The only working card I have with hardware TCL is an NV17. It passes ddraw7's test_map_synchronisation() just fine.
It fails ddraw4's test_map_synchronisation() because it... seems to draw nothing at all if asked to draw more than 24 vertices. We don't actually check the output colour, which should be fixed, but the problems come when all of the draws pass pretty much immediately, which throws off the "how many primitives can we draw in 100 ms" calculation.
The same thing seems to happen if, on either ddraw4 or ddraw7, I create the VB with D3DVBCAPS_SYSTEMMEMORY. This does, at least, strongly suggest that in ddraw4 (and probably in ddraw7 too if you don't create a hardware TnL device), a non-RHW buffer is always in system memory.
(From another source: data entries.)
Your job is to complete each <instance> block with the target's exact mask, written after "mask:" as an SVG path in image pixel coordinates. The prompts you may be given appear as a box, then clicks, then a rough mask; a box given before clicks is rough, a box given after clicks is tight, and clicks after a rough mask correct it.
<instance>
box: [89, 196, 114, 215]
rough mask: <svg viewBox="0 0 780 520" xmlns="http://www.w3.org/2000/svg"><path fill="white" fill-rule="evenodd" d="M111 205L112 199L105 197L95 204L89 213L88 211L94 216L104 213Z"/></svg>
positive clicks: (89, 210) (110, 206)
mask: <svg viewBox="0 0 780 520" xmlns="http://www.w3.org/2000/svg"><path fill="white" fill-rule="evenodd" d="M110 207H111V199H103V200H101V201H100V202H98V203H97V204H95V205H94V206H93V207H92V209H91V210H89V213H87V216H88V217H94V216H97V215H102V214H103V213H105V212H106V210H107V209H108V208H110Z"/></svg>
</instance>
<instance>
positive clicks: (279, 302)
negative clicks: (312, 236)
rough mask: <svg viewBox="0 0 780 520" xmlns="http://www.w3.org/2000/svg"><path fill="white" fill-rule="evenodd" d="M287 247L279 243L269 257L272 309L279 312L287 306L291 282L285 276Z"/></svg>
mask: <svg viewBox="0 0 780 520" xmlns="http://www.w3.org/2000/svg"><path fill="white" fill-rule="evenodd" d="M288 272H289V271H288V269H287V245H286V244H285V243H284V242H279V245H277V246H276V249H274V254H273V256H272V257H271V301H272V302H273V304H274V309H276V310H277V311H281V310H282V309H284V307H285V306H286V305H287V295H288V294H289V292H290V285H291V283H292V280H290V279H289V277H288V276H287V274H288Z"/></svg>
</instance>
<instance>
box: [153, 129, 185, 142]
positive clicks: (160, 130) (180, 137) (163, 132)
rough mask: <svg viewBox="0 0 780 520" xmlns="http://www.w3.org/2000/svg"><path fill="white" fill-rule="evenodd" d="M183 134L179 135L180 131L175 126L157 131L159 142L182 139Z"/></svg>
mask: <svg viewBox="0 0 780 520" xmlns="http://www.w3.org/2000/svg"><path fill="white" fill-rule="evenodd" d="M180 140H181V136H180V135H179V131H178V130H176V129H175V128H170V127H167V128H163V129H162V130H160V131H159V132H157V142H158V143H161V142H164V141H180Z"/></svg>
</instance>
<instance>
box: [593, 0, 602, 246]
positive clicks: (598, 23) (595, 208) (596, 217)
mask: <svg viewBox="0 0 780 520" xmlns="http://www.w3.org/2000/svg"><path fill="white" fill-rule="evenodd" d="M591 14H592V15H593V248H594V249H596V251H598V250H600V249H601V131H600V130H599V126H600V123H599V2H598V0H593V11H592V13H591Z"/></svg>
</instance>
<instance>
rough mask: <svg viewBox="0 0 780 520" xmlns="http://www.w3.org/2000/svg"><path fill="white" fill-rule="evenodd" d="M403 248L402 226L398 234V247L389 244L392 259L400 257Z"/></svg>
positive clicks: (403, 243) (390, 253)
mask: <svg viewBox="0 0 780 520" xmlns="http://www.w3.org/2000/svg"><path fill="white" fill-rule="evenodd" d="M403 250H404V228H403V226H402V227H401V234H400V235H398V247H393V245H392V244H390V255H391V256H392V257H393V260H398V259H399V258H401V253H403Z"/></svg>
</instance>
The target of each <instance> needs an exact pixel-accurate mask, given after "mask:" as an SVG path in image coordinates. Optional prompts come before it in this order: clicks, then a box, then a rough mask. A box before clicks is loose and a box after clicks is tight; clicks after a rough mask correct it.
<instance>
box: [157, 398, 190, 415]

On Stefan's suggestion I tried hacking ddraw4's test_map_synchronisation() to draw pretransformed vertices. That worked strangely. The NOOVERWRITE tests seem to consistently get 0xffff00, suggesting they are unsynchronized after all. The non-NOOVERWRITE tests randomly get either 0x000000 (note that the clear colour is 0x0000ff), 0xffff00 (as if unsynchronized), or 0xff00ff.
In no case did I see GetVertexBufferDesc() returning anything other than the exact flags that it was passed.